The metaphor is still depressingly applicable these hundred-plus years later.
I read the novel back in September as my Classics Club Lucky Spin. I then went back to read Dr. Cecelia Tichi’s introductory essay, which takes a look at Bellamy’s life and philosophy, and how those are reflected in his writing. (And now I’ve gone and added Dr. Tichi’s Civic Passions: Seven Who Launched Progressive America (and What They Teach Us) to the TBR, because I’m interested in seeing what she has to say about some other figures of the time who got brief mentions in relation to Bellamy.)

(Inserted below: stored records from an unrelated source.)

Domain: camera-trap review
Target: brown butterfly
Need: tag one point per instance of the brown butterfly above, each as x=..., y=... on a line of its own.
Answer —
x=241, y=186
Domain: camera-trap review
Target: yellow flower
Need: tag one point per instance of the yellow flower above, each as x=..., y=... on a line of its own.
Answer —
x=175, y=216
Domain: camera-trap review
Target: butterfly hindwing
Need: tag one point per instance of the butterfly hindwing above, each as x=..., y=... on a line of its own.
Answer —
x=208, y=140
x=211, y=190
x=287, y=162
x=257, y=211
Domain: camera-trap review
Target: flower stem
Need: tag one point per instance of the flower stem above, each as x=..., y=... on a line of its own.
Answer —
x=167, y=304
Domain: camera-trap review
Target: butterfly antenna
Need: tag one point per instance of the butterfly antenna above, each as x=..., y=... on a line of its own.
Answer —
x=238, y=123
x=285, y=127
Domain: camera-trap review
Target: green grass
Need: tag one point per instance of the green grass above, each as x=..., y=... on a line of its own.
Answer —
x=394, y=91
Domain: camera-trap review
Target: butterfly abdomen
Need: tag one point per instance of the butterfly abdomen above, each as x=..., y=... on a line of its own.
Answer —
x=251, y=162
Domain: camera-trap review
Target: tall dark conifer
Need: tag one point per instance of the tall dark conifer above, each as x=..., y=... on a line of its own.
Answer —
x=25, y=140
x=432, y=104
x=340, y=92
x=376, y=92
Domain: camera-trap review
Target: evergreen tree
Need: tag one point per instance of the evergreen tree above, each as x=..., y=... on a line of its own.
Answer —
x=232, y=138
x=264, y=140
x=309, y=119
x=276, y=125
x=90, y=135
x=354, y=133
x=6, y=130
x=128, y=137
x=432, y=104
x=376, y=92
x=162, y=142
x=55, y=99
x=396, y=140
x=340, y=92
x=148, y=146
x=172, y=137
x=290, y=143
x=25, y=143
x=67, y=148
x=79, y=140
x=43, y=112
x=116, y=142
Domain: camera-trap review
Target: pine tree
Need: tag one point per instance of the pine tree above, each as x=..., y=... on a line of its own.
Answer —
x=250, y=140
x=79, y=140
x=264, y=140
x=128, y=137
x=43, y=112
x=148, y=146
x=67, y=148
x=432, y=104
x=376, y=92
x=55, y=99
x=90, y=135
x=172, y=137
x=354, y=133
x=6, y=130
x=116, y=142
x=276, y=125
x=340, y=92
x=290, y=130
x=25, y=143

I’m almost certain I read the book once before. I took a class on Utopian Thought in college, in 19-mumble-mumble. I really wish I had a copy of the reading list from that class. Not least because there was another book we read that I remember a fragment of, and not knowing what it’s from is really annoying. But all that stuff is long gone, and I don’t even remember what my 22-year-old self thought about this book, if it happened to be on the syllabus. Which is probably for the best, really.